The Liberal Democrats are reported to be about to press for a very unwise measure at their conference next month, one that deserves to be cut off at its roots. Their idea is to limit tax relief for pension contributions to 40%, even for those paying a higher rate of tax.
I have long argued against this sort of top slicing on the basis that income tax is a tax on income (and capital gains) and any amounts contributed to a pension pot are not income at the time they are made, but at the time they are paid out with interest. If a person makes pension contributions for 40 years and then drops dead at the age of 64 instead of after 65, he or she gets zip, nada, nichts & rien from the pension fund, so why should they be taxed on any deemed income before they die?

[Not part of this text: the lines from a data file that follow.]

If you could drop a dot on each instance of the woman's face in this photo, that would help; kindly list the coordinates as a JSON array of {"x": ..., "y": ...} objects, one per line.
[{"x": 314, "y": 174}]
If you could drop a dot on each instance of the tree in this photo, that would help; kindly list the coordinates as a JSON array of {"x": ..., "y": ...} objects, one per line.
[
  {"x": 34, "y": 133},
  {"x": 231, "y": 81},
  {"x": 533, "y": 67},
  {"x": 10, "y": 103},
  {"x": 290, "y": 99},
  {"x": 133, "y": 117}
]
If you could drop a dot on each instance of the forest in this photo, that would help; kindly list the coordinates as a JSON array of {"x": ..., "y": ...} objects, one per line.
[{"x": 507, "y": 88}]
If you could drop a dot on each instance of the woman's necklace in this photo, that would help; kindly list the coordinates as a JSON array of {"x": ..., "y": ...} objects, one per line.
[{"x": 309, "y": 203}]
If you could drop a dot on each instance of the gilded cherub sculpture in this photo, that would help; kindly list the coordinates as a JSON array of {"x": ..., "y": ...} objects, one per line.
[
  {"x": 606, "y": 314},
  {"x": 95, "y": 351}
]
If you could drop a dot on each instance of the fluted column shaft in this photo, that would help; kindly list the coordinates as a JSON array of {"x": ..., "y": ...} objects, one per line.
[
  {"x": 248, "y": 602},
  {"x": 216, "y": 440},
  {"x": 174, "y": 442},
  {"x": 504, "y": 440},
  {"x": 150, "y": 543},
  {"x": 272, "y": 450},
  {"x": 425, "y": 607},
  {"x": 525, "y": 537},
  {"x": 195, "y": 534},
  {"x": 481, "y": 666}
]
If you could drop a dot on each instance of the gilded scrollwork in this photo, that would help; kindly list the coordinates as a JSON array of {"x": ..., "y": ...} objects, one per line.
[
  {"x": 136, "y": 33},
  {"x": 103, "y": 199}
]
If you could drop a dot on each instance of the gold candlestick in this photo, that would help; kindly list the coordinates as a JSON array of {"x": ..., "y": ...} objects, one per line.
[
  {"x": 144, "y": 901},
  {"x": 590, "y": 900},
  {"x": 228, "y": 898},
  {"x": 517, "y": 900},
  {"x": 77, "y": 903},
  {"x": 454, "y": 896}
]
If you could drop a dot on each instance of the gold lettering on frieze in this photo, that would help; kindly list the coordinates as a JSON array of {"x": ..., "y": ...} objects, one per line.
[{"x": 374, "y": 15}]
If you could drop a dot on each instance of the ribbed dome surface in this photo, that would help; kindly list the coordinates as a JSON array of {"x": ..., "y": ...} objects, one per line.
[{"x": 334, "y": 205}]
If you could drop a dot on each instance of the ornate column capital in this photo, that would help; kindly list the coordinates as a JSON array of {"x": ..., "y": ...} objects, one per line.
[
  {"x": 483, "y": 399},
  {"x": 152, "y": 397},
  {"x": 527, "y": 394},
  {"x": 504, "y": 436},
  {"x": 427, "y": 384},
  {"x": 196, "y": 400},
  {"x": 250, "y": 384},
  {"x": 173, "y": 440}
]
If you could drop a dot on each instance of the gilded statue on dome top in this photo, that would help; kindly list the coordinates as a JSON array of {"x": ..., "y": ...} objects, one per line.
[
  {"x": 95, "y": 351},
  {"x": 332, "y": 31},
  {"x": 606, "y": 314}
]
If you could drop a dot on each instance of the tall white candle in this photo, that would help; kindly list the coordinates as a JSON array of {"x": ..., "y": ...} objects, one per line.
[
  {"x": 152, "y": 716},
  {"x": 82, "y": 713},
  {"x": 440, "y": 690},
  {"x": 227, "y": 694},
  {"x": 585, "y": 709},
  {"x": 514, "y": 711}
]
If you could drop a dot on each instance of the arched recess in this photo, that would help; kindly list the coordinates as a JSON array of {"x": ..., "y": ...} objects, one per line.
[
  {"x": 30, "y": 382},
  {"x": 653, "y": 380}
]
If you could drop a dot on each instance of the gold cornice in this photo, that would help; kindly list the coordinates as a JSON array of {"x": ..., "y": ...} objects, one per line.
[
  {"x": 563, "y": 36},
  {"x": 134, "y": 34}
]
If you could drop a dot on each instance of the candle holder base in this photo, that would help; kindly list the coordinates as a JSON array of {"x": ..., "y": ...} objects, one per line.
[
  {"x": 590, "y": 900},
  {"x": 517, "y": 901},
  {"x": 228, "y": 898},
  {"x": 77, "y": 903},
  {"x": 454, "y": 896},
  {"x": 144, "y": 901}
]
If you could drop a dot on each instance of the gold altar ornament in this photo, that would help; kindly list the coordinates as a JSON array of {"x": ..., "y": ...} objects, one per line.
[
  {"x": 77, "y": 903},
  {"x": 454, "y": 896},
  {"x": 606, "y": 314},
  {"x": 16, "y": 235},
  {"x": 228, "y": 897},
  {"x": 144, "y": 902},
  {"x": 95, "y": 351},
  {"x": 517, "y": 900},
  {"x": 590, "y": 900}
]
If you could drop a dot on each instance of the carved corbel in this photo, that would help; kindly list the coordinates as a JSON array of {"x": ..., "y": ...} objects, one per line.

Ah but, say the would be taxers, making a pension contribution buys you the right to a pension, so it must be worth something and that should be taxed. You can see where they are coming from but their logic is flawed. A pension right buys you absolutely nothing until such time as the pension may be drawn and any rights you have in the fund have no value until such time as you reach the retirement age because the pension fund doesn't owe you anything until you do.
And anyway it is the most empty tax measure ever considered. If it isn't actually possible to set up pension arrangements without passing them through salary arrangements, the double taxation is avoided by taking the taxed salary and investing it outside a pension fund. The return on capital is taxable (like the pension) but the return of capital is not taxed, so the investment is taxed only once, not twice.